The reduction [12] cannot be applied to find edge-independent spanning trees directly, as it may construct cycles. a A 3-edge-connected graph G. b The 3-connected graph \(\hat{G}\) to which G is reduced to using [12], and a (2,1)-order of \(\hat{G}\) through \(r\hat{t}\) avoiding \(\hat{u}\) (t and u have to be replaced, as \(\hat{G}\) does not contain rt and ru anymore). Gray lines depict short ears. c The three vertex-independent spanning trees \(T_1,T_2,T_3\) of \(\hat{G}\) implied by the (2,1)-order of \(\hat{G}\) [30]. d The corresponding subgraphs of \(T_1\), \(T_2\) and \(T_3\) in G. The red subgraph contains a cycle

The reason is that, although such a reduction attempt is able to give three edge-disjoint paths between two given vertices, for multiple vertex pairs, the union of these paths may form cycles (see Fig. 9). As argued in the introduction, such a reduction could indeed be elusive, as we do not know any way of reducing the existence of edge-independent spanning trees to the existence of their vertex-counterpart.

Direct induction. It may also seem tempting to compute the spanning trees directly without using a (2,1)-edge-order, e.g. by local replacements in an induction over either Mader-operations or inverse contractions. However, without additional restrictions this is bound to fail, as shown in Fig. 10.

Fig. 10
figure 10

A 3-edge-connected graph G (some edges are not drawn). G is obtained from the 3-edge-connected graph \(G':= (G-v) \cup xy\) by performing a Mader-operation (or inverse contraction) that adds the vertex v (the added edge is thus vy). Two of the three edge-independent spanning trees of \(G'\) are given, rooted at r (thick edges). However, not both of them can be extended to v.

7 Conclusion

We established the new unifying concept of edge-orders, which is an analogue of canonical orders and their generalizations for edge-connectivity. We showed that st-edge-numberings a.k.a. (1, 1)-edge-orders fit into this concept, showed a simple linear-time algorithm for constructing these, and proposed the first linear-time algorithm that computes (2, 1)-edge-orders.

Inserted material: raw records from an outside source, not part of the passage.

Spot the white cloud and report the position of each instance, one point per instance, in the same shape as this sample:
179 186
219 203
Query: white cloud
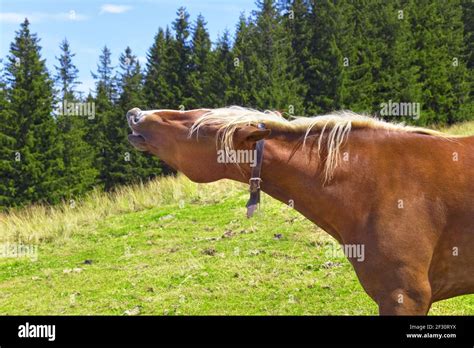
36 17
111 8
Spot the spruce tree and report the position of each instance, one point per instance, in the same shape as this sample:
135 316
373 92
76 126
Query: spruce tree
38 158
178 54
241 74
157 91
105 108
199 70
78 175
7 148
222 63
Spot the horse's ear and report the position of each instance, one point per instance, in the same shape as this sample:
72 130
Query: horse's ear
252 133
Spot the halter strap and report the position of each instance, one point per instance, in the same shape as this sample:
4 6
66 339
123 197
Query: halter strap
255 178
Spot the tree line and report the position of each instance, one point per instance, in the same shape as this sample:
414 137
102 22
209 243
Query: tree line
302 57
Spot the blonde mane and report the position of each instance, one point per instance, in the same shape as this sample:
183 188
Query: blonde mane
338 125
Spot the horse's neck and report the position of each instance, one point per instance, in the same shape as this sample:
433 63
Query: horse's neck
290 176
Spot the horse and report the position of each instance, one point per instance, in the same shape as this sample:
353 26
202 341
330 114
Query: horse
403 193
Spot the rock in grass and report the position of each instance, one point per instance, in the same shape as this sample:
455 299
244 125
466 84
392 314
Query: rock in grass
209 251
133 311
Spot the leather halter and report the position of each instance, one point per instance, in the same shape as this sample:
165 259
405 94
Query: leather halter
255 179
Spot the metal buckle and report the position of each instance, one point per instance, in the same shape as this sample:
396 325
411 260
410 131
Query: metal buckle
255 184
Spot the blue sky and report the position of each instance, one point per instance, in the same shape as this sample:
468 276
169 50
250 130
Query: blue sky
91 24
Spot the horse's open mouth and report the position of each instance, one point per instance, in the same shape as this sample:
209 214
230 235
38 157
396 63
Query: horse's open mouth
137 140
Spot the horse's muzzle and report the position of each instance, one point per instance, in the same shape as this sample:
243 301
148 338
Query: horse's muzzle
134 116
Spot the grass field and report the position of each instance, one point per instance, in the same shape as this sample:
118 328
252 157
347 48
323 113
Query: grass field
172 247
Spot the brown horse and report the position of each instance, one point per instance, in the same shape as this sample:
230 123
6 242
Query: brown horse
403 193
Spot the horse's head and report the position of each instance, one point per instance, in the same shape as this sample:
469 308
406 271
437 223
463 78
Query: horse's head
167 134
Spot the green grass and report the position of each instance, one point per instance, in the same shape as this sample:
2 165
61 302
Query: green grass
173 247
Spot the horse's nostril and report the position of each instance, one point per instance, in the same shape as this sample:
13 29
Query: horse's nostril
134 115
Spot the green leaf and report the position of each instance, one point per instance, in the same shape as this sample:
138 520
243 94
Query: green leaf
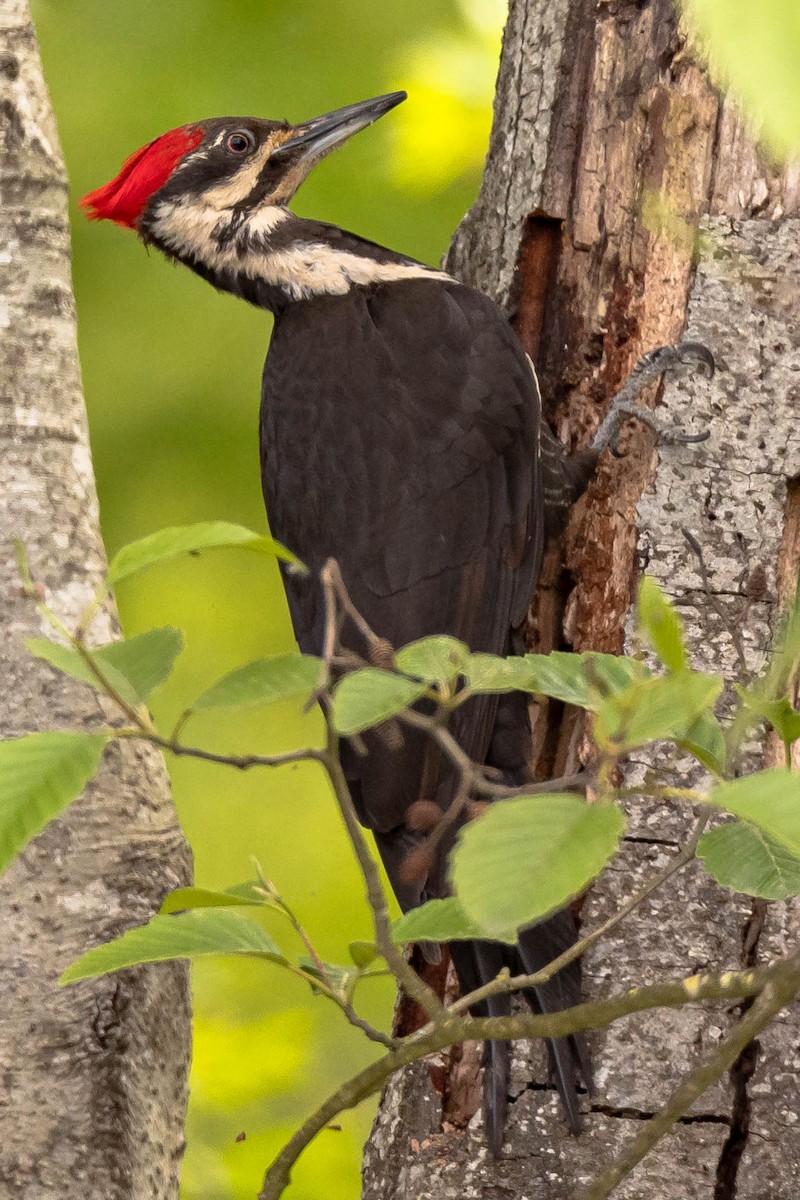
364 954
661 624
278 677
780 713
582 679
662 708
433 659
371 696
559 675
190 935
704 738
336 977
166 544
528 856
746 859
438 921
134 667
244 895
769 799
489 673
40 775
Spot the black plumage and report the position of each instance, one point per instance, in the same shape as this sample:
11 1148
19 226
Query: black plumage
400 433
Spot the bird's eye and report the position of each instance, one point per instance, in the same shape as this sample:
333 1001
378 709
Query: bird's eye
241 142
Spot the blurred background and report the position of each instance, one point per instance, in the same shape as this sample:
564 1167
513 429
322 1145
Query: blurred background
172 372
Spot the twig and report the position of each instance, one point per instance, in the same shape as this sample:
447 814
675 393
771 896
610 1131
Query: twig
325 983
780 990
331 579
452 1031
407 977
241 762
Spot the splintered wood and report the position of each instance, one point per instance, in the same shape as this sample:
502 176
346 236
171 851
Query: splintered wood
625 205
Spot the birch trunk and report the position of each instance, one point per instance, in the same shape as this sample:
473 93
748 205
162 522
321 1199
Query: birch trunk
624 205
92 1078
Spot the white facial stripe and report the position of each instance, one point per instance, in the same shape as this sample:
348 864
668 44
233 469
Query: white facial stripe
232 191
311 269
191 228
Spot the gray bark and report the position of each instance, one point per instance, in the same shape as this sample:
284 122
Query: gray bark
92 1078
624 204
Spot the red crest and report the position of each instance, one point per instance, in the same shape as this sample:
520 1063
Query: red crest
125 197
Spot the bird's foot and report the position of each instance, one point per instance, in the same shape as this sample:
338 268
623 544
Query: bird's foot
678 360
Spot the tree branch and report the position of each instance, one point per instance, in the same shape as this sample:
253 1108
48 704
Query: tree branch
456 1030
780 990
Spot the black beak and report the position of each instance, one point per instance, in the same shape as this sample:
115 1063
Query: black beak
323 133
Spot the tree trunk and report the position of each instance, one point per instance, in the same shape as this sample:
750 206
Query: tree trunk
92 1078
624 205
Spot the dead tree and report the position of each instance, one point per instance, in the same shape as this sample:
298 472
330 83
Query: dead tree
624 205
92 1090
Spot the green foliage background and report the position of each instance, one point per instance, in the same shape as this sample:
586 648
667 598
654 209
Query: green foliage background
172 375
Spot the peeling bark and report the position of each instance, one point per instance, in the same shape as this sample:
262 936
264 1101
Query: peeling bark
92 1078
625 205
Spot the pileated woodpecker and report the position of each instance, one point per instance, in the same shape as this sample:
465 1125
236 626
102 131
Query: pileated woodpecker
401 435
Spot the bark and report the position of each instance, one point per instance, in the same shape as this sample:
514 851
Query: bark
92 1087
625 205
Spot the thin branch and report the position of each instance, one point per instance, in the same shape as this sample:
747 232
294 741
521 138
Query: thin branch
780 990
241 762
331 579
407 977
325 984
453 1031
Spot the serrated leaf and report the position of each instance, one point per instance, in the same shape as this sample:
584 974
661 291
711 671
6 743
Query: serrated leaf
527 857
746 859
134 667
335 976
166 544
489 673
371 696
364 953
190 935
704 738
780 713
244 895
769 799
433 659
263 682
40 775
662 708
582 679
661 624
438 921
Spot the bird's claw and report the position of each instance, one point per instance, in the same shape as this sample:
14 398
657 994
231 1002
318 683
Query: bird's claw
679 360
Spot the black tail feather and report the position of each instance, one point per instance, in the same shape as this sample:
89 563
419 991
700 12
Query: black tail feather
479 963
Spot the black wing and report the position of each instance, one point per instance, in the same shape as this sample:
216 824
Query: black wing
401 436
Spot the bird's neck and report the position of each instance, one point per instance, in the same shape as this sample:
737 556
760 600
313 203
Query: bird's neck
271 257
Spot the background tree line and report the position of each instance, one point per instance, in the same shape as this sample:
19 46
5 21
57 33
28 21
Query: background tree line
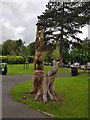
62 22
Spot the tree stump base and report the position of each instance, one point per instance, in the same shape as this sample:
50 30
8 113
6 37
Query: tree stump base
43 84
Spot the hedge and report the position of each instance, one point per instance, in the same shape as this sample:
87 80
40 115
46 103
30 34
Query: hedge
15 59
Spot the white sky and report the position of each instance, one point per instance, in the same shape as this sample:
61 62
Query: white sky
19 20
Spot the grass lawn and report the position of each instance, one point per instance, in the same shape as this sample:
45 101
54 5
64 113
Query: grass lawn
73 91
18 69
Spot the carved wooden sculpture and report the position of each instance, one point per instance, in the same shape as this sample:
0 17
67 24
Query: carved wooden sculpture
43 85
38 66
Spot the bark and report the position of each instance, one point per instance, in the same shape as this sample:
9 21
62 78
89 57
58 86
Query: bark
61 40
43 84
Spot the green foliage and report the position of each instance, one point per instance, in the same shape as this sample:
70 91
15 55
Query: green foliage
66 18
73 92
11 47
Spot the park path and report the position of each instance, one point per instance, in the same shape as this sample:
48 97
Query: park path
14 109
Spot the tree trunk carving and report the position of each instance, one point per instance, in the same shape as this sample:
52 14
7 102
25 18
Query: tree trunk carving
43 84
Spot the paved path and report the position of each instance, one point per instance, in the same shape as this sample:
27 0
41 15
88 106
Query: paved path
14 109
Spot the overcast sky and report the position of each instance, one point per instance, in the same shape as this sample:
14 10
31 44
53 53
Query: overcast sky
19 20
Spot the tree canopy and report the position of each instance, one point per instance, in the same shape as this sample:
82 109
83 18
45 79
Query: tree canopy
63 20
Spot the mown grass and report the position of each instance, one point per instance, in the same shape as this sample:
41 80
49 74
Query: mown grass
73 91
18 69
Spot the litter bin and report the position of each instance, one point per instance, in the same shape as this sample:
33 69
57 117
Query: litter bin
74 71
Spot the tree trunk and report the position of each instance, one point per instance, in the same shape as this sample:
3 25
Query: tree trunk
61 49
43 85
61 40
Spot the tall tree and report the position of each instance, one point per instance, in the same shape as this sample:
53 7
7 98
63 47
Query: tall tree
63 20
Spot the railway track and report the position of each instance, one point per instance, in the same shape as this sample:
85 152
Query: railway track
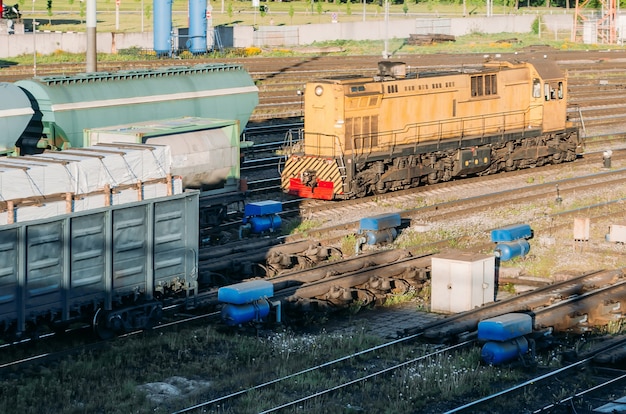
594 76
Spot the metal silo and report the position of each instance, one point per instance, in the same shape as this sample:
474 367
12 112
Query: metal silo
162 26
197 26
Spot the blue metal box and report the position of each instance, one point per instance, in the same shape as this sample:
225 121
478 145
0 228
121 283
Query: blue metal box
236 314
505 327
511 233
262 208
507 251
245 292
380 222
495 353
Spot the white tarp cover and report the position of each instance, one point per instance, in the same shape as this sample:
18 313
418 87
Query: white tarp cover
84 173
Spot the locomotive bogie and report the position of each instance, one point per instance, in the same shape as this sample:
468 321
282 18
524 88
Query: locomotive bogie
397 130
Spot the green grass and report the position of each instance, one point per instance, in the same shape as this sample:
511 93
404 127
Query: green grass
66 16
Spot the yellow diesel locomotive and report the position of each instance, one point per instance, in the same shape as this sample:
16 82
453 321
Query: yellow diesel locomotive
398 129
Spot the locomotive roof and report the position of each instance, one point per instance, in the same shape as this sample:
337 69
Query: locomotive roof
547 69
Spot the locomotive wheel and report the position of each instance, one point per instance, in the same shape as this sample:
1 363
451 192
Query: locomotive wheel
99 325
433 178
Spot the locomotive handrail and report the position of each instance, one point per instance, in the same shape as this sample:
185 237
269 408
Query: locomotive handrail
439 131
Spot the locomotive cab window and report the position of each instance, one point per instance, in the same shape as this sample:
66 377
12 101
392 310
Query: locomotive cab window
536 88
484 85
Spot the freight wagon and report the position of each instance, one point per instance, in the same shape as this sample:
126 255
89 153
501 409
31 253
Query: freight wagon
108 266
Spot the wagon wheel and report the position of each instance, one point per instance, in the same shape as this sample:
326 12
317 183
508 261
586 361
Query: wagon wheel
99 325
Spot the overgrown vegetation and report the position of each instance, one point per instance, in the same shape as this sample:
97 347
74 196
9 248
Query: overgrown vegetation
115 380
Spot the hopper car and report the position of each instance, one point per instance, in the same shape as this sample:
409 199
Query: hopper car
400 129
197 110
101 235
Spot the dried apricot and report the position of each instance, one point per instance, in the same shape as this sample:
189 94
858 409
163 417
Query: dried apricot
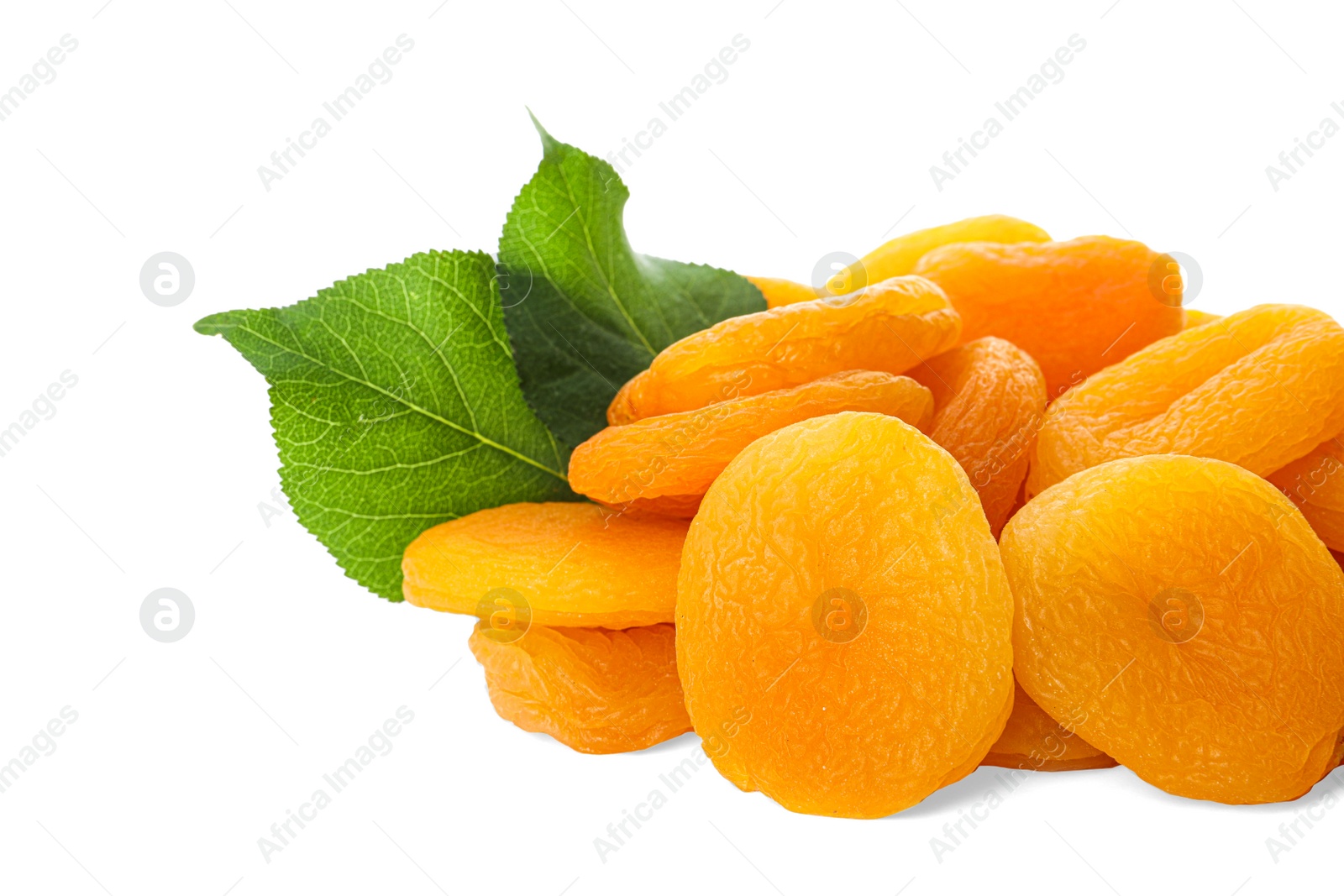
783 291
1260 389
1075 307
1195 317
1315 483
550 564
665 464
1034 741
898 257
1183 616
991 399
840 638
889 327
593 689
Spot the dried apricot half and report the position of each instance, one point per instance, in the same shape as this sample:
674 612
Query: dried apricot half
783 291
842 605
1189 622
550 564
889 327
1075 307
991 399
898 257
1260 389
665 464
1195 317
1034 741
1315 483
593 689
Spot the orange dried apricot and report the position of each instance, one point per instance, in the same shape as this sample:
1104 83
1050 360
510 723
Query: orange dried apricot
593 689
840 638
550 564
889 327
1034 741
1195 317
665 464
783 291
1260 389
991 399
1183 616
1075 307
1315 483
898 257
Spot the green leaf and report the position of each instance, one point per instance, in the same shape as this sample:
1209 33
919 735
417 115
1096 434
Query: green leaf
396 406
585 312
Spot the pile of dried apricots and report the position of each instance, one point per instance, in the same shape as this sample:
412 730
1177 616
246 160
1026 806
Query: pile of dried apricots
983 499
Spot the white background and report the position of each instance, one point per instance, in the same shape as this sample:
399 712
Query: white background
152 470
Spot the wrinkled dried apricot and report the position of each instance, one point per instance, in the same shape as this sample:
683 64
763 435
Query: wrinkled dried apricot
898 257
1034 741
1315 483
1183 616
991 399
889 327
550 564
593 689
665 464
1260 389
1075 307
843 618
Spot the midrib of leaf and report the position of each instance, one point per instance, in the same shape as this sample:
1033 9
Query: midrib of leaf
597 262
409 405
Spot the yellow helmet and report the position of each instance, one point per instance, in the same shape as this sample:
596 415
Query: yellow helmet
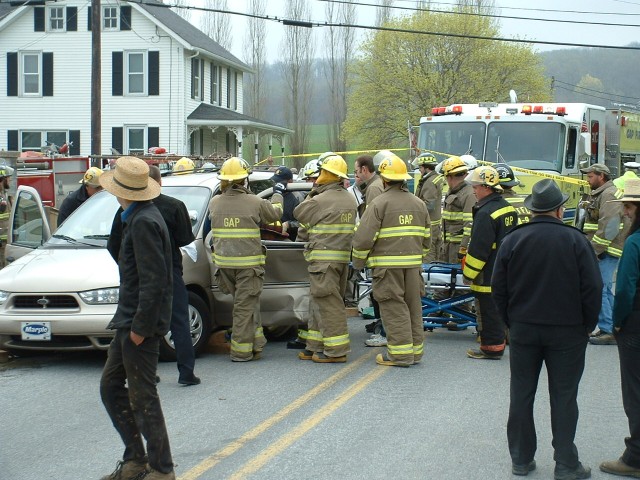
334 164
454 165
484 175
234 168
91 177
183 166
392 168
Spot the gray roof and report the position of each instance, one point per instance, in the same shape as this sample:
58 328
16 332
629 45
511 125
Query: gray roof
210 114
190 34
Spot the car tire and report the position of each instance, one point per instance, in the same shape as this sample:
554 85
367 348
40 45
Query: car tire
200 321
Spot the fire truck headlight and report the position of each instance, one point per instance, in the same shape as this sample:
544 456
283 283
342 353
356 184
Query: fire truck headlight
101 296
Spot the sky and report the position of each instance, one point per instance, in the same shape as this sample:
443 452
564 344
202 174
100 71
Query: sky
615 13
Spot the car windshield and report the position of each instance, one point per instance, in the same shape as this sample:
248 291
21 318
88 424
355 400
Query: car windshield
91 222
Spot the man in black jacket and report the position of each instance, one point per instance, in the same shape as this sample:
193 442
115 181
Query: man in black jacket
176 216
547 286
141 319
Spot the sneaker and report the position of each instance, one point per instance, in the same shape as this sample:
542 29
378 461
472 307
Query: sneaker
376 340
480 355
305 354
618 467
523 470
319 357
603 338
384 360
563 473
156 475
129 470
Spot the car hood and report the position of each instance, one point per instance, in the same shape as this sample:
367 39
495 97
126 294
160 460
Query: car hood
60 270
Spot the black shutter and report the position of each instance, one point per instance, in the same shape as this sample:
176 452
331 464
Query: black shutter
12 140
154 73
12 74
74 137
125 18
72 19
47 74
116 73
153 137
38 19
116 138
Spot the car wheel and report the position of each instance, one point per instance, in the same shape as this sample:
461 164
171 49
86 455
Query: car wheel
200 323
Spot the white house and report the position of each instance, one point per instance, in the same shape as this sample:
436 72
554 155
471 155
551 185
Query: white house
164 82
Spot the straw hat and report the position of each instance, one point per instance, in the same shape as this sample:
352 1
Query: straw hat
130 180
631 191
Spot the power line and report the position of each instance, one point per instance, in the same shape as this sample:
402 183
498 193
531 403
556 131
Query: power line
309 24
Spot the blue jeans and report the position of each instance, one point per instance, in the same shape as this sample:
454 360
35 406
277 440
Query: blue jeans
608 265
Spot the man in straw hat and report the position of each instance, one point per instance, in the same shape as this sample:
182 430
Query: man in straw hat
141 319
546 285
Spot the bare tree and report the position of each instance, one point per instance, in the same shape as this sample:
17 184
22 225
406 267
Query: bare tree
383 12
180 10
297 55
340 48
217 25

Additionally, we gave a first application by presenting the first linear time algorithm to compute three edge-independent spanning trees of a 3-edge-connected graph.

As a crucial open problem, we ask whether there are any pairs \((k,\ell )\) other than (1, 1), (2, 1) and (2, 2) such that every \((k+\ell )\)-edge-connected graph has a \((k,\ell )\)-edge-order (for an appropriate quantification of i).